If the area you want to bed the stainless is underneath the seats, you could always try butyl tape to seal/fill the space between the steel and the starboard. However, my suggestion would be to passivate the stainless steel and not use any sealant or caulk. Stainless steel corrodes far more readily if deprived of oxygen... Spotless Stainless is a treatment that is designed to passivate the surface of the stainless steel and help reduce future corrosion.

Here is a photo of the stainless steel swim ladder on my boat prior to applying and using *Spotless Stainless*.










Here is the same swim ladder after using Spotless Stainless once:










'Nuf said.


----------



## TakeFive (Oct 22, 2009)

Well, I did make some limited use of steel wool for a couple of really tough spots. What's done is done, but I can paint on some plastic stuff and peel it off to remove as many of the fragments as possible. I'll be sure to do that before I replace the seats.
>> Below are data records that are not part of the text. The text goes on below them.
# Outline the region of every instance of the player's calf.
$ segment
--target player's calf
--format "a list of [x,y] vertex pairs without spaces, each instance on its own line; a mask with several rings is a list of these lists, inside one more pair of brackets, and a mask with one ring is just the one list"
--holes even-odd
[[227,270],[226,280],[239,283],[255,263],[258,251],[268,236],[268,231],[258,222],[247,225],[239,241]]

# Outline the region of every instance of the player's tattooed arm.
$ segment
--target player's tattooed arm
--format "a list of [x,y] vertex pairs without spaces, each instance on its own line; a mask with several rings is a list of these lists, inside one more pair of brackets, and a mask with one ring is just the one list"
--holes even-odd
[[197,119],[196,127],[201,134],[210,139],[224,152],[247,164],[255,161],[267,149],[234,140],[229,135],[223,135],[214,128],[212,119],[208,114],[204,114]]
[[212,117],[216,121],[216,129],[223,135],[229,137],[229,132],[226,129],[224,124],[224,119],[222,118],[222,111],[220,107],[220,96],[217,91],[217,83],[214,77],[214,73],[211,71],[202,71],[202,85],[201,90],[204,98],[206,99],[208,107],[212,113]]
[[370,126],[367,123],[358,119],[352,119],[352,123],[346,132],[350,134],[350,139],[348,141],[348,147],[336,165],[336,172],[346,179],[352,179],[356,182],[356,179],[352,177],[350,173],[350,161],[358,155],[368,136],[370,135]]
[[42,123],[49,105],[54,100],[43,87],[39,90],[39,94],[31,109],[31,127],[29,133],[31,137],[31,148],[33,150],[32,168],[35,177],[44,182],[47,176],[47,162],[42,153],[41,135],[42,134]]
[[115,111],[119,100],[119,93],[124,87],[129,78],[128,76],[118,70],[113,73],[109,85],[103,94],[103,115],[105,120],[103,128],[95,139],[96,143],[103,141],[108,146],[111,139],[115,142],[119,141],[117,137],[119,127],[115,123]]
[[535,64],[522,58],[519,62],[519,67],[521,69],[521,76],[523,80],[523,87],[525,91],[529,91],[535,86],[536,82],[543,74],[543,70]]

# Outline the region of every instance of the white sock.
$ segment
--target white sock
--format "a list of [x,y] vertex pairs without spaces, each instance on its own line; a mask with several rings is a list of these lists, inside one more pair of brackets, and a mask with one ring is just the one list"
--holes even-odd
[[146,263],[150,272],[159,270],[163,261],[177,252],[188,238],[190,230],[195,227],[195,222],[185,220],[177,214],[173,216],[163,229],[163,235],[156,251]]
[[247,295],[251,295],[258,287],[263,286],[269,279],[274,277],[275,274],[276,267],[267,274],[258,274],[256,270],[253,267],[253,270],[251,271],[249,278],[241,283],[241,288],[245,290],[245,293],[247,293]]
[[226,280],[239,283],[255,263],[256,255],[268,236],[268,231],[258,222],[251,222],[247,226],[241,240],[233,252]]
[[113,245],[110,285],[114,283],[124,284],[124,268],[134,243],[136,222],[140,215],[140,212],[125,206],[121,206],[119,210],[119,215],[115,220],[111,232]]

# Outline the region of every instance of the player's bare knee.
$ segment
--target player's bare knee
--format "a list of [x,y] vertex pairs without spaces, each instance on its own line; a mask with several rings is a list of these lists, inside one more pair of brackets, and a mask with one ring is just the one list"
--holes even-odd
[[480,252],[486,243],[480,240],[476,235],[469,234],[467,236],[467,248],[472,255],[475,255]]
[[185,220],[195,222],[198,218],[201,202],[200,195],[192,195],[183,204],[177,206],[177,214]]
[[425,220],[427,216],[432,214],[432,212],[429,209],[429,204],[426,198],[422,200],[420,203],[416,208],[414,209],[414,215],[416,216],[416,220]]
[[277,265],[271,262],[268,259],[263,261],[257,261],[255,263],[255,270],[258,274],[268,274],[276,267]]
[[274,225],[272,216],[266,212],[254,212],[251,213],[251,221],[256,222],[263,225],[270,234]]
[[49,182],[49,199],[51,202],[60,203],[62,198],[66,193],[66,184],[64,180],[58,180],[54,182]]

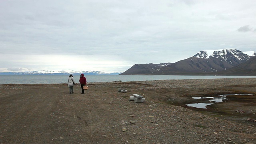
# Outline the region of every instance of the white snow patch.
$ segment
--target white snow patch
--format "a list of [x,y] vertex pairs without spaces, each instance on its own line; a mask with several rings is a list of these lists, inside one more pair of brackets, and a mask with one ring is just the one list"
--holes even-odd
[[244,53],[249,56],[255,56],[255,52],[254,51],[244,52]]

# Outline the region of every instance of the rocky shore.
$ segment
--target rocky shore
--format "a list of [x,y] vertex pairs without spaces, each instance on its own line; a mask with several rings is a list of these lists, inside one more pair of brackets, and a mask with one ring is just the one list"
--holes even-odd
[[[248,78],[91,83],[85,94],[79,84],[74,94],[66,84],[0,85],[0,144],[256,144],[256,122],[235,118],[248,114],[256,119],[256,82]],[[253,95],[208,111],[183,106],[192,96],[241,93]],[[129,101],[133,94],[143,96],[145,103]],[[230,114],[215,112],[222,110]]]

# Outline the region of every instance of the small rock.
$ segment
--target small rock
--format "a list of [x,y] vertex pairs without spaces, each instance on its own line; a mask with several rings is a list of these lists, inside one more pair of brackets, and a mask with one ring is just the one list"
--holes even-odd
[[127,129],[126,128],[123,128],[122,129],[122,131],[123,132],[126,132],[126,130],[127,130]]
[[228,143],[229,144],[236,144],[236,143],[235,143],[234,142],[232,142],[232,141],[228,141]]

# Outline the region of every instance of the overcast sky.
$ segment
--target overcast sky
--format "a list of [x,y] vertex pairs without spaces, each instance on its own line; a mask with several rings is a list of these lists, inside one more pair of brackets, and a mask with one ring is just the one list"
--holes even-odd
[[124,72],[200,51],[256,51],[256,2],[0,0],[0,72]]

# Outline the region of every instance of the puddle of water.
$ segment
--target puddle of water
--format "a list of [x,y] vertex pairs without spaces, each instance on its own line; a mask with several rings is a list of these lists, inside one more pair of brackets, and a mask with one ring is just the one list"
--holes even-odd
[[228,100],[228,99],[226,98],[227,96],[248,96],[252,95],[252,94],[222,94],[218,96],[218,97],[192,97],[194,99],[200,99],[204,100],[208,100],[213,102],[212,103],[199,103],[196,104],[186,104],[188,106],[194,107],[196,108],[205,108],[206,109],[206,106],[214,104],[216,104],[218,102],[222,102],[224,100]]

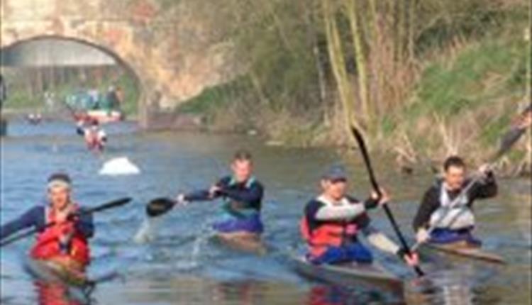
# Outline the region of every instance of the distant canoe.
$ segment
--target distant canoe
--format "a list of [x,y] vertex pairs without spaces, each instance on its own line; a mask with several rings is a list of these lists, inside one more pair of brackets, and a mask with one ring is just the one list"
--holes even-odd
[[85,114],[89,119],[98,121],[99,123],[118,122],[125,118],[121,111],[116,110],[89,110]]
I saw your review of spotless stainless but did not see anything about how it works on plastics. Acids work great on metal and ceramics because they dissolve a molecular layer, loosening the rust particles so they remove easily. Ditto for fiberglass - that's why oxalic acid is so good for removing discoloration. But this starboard plastic (which I think is HDPE) seems to be much more resistant to acid, so I am not confident that your Spotless Stainless would be successful. Have you tried it on stained starboard?
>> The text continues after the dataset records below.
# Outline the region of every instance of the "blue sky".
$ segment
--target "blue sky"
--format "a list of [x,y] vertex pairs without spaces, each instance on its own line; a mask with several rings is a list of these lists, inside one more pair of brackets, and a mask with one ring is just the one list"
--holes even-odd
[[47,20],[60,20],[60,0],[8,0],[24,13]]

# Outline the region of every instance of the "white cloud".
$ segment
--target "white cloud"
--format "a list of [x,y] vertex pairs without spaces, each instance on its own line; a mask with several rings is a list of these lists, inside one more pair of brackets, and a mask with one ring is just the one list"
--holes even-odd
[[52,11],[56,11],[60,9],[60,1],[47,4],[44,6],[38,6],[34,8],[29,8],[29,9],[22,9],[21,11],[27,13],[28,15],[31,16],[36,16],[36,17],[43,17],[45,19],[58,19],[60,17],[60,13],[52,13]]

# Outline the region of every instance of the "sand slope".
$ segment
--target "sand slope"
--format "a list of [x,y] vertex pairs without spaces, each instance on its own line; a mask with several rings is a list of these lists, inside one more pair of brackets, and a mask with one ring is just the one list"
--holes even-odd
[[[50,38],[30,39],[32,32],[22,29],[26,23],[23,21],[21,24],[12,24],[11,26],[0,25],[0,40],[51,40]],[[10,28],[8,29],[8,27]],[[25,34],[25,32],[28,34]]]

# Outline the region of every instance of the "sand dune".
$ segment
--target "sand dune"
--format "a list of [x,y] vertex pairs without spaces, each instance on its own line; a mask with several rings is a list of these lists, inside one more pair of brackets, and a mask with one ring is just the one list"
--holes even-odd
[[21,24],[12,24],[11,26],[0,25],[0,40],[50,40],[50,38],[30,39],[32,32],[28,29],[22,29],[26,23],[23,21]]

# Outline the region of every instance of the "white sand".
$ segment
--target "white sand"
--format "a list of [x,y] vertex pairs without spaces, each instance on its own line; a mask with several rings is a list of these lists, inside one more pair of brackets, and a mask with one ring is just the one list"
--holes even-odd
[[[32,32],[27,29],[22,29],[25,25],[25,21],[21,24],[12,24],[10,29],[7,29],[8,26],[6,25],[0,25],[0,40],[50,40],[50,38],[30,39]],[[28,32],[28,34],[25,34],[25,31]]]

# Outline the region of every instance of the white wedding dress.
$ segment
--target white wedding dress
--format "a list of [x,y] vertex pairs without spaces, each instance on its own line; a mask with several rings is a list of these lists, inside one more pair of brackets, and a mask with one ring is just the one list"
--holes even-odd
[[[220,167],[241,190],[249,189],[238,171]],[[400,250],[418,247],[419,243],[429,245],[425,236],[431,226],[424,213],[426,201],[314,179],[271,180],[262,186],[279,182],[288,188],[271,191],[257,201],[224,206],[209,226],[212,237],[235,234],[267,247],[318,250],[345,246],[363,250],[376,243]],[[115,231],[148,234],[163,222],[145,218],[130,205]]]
We have 80's temperatures coming this weekend, so I really want the seats to be installed by Saturday. No time to order anything online.


----------



## sailingdog (Mar 19, 2006)

I'll let you know, as I'll be treating the starboard stern rail seats from my boat later this month. 


RhythmDoctor said:


> Well, I did make some limited use of steel wool for a couple of really tough spots. What's done is done, but I can paint on some plastic stuff and peel it off to remove as many of the fragments as possible. I'll be sure to do that before I replace the seats.
> 
> I saw your review of spotless stainless but did not see anything about how it works on plastics. Acids work great on metal and ceramics because they dissolve a molecular layer, loosening the rust particles so they remove easily. Ditto for fiberglass - that's why oxalic acid is so good for removing discoloration. But this starboard plastic (which I think is HDPE) seems to be much more resistant to acid, so I am not confident that your Spotless Stainless would be successful. Have you tried it on stained starboard?
> 
> We have 80's temperatures coming this weekend, so I really want the seats to be installed by Saturday. No time to order anything online.


----------



## thekeip (Aug 8, 2007)

I would use the FSR product on plastic...including Dacron sails. Use the GEL, not the liquid Dab some on with a glue brush.
Howard Keiper


----------



## deniseO30 (Nov 27, 2006)

I just bought FSR it didnt' work on rust stains around the ladder flanges on the transom of my boat, CLR didn't work either. spotless stainless looks great for the metal ! I must get some.


----------



## TakeFive (Oct 22, 2009)

deniseO30 said:


> I just bought FSR it didnt' work on rust stains around the ladder flanges on the transom of my boat, CLR didn't work either...


It sounds like Denise already tried what some of you are suggesting, and it did not work.

So let me ask my question a different way. Who here has actually removed rust stains from starboard plastic, and what did you use?

My purpose of asking here is to get actual experience, not hypotheses of what might work. I have plenty of the latter already.


----------



## 14432 (Oct 24, 2006)

The Mr. Clean Magic Erasers work very well with stains on plastic and vinyl. I've used them for rust on HDPE with good results


----------



## svHyLyte (Nov 13, 2008)

We have a thick Starboard wear plate in front of our Windlass that the chain runs over as it is taken in or deployed and accordingly develops rust stains. I found that thoroughly saturating a paper towel with Wink Rust Stain Remover--a mild acid solution--and laying it over the stain will get most, but not all of the stain out. It seems that Starboard is more porus than one might expect and it takes a long while for the acid to gobble up the iron oxide. In no case use a bleaching agent--an Oxidizer--which will only exacerbate the staining.

FWIW...


----------



## k1vsk (Jul 16, 2001)

For about $4, you can buy a gal of muriatic acid (dilute) at any hardware or pool store which works far better than anything else suggested, doesn't damage anything and is very easy to use.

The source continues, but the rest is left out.